Troubleshooting an out-of-memory problem
I’ve had a problem for a while with the server that runs both this site and Boxes and Arrows where it would all of a sudden just race into an out-of-memory situation, and the so-called oom-killer would start shooting processes at random, which would quickly take the server down. Meanwhile the load would be so high that logging in to try and figure out what was going on was impossible. The only recourse was to reboot the server.
The problem was amplified by its irregularity. It would happen sometimes twice in a row, sometimes 2-3 weeks would pass between occurrences. The first time it ever happened was when I was vacationing on Italy’s Amalfi coast with no reception on my cell phone. That took all my sites down for 24 hours. Ouch.
It took me quite some time and effort to figure out the root of the problem, so I’d like to share how I did it and hopefully save someone else some cycles.
My first confusion was with the Linux cache. I noticed that when
updatedb, the command that updates the locate database, was running, memory consumption would shoot up. A kind soul on #debian explained to me how to use the
$ free -m total used free shared buffers cached Mem: 2027 1810 217 0 132 1157 -/+ buffers/cache: 520 1506 Swap: 1027 55 972
What this means is that the box has 2 Gb RAM, of which 1.8 Gb is used. But if you subtract the amount of RAM used for disposable caching, it turns out only 520 Mb is used. That’s pretty healthy. So we’re not starved for RAM per se.
Next, he suggested I setup a cron job to monitor RAM consumption, so I could go back in afterwards and find the bad process. At first, however, I set it up to log only at 5-minute intervals. That turned out to be too coarse, it completely missed the incident (though I couldn’t know that for a fact). I then changed it to log every 1 minute.
Here’s the crontab entry:
*/1 * * * * root /usr/local/bin/memstat
And here’s the script:
date >> /var/lib/memstat/memstat.log vmstat >> /var/lib/memstat/memstat.log ps ax --cols 200 -o size,pid,start,user,rss,resident,share,vsize,command O-s |head >> /var/lib/memstat/memstat.log free -m >> /var/lib/memstat/memstat.log
I also logged a couple other things, taking a shotgun approach, but the above turned out to be the essential part.

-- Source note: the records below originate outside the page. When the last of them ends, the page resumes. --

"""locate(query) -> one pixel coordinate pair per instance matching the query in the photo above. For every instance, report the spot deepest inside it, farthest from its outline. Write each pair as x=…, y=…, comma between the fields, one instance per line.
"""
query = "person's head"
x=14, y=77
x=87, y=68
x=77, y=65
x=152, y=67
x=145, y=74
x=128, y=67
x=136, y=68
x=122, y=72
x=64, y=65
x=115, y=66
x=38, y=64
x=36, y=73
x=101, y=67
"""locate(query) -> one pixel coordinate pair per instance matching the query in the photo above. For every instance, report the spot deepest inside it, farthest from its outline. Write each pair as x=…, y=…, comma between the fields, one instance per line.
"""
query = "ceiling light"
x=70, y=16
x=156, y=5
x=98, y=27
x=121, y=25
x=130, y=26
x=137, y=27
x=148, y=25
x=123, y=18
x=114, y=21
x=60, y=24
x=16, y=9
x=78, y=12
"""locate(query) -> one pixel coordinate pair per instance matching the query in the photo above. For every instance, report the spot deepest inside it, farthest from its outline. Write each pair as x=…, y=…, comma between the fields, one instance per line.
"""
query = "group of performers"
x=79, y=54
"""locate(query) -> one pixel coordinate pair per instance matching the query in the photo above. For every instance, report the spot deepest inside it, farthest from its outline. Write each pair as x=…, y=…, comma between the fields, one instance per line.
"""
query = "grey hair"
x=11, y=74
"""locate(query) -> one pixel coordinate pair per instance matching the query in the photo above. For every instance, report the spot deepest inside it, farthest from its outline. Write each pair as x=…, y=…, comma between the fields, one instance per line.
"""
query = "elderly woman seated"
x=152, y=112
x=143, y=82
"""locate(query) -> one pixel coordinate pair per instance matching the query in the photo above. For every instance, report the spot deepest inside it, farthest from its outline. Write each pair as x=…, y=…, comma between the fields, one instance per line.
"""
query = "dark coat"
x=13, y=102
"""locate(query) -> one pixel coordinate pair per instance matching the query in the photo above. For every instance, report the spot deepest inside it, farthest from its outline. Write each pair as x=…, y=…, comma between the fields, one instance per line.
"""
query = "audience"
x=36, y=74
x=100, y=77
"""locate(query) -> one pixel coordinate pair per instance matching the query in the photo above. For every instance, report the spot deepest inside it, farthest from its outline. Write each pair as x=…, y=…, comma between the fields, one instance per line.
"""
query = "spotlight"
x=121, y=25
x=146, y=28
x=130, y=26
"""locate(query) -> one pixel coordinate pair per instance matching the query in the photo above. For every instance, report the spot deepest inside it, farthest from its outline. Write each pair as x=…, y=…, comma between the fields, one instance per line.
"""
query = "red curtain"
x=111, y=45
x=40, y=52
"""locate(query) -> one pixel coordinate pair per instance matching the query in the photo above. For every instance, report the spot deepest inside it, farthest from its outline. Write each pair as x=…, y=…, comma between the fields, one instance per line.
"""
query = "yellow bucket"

Now the next time it happened, I could actually see the process swelling. One minute it was normal, the next it was huge, and the next again, it was gone, killed by the oom-killer. That’s how fast it went. Amazing.
It turned out to be one of my application processes. Good, that meant it was likely to be something I had some control over. Next question, of course, was finding out what caused it. My theory was that it was probably caused by some request, given that there was no signs of leaks, and that it happened so quickly and so irregularly.

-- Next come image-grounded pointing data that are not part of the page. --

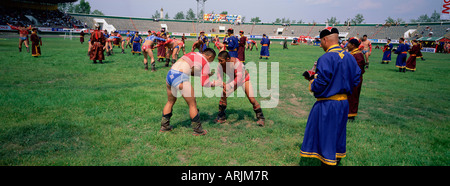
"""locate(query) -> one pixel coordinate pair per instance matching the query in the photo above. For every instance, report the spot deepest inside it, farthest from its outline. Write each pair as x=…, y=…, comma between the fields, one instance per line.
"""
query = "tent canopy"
x=429, y=38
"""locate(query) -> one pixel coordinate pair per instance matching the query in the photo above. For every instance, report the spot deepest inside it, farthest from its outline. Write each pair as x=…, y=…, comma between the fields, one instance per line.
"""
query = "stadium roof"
x=48, y=1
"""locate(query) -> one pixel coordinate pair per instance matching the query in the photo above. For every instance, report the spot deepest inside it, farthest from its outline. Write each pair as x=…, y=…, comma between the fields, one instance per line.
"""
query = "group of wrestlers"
x=197, y=64
x=403, y=62
x=36, y=41
x=335, y=79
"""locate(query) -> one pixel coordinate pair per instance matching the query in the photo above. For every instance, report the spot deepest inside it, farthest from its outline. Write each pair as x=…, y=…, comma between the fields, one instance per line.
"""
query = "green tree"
x=83, y=7
x=358, y=19
x=278, y=20
x=190, y=15
x=97, y=12
x=332, y=20
x=435, y=16
x=157, y=15
x=179, y=15
x=65, y=7
x=390, y=20
x=255, y=20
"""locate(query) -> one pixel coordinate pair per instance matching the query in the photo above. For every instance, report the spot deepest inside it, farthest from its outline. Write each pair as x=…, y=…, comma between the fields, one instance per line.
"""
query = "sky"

What I did in the end was correlate with the server logs. That’s where the
date command in my memstat script came in handy. Based on the timestamp I could find that same 2-minute window in my application log file and see what was going on, most notably which requests were coming in.
My first mistake was to look at completed requests. That was dumb, because the offending request was precisely likely to never finish. Second time around, I looked at requests that never finished. Bingo!
It turned out to be when people did a search on Boxes and Arrows with a query string that included an ampersand (&) character. For some reason, that caused Ferret, our Lucene-like search engine, to start spinning indefinitely, gobbling up all memory in the process. Just to be sure, I tried running the query again, with my hand on the “
kill -9” trigger, and indeed, the process started swelling quickly.
I’m so glad to have solved this, and I feel much more confident going into my next problem. For a long time I wasn’t sure if it might actually be a hardware or a kernel problem, but it feels good in the end to have pinpointed the exact problem, and to know that it’s fixed. I can now sleep more relaxed at night. I still keep my cell phone on and not on silent in case I get an SMS notification in the middle of the night, but they just got a lot less likely.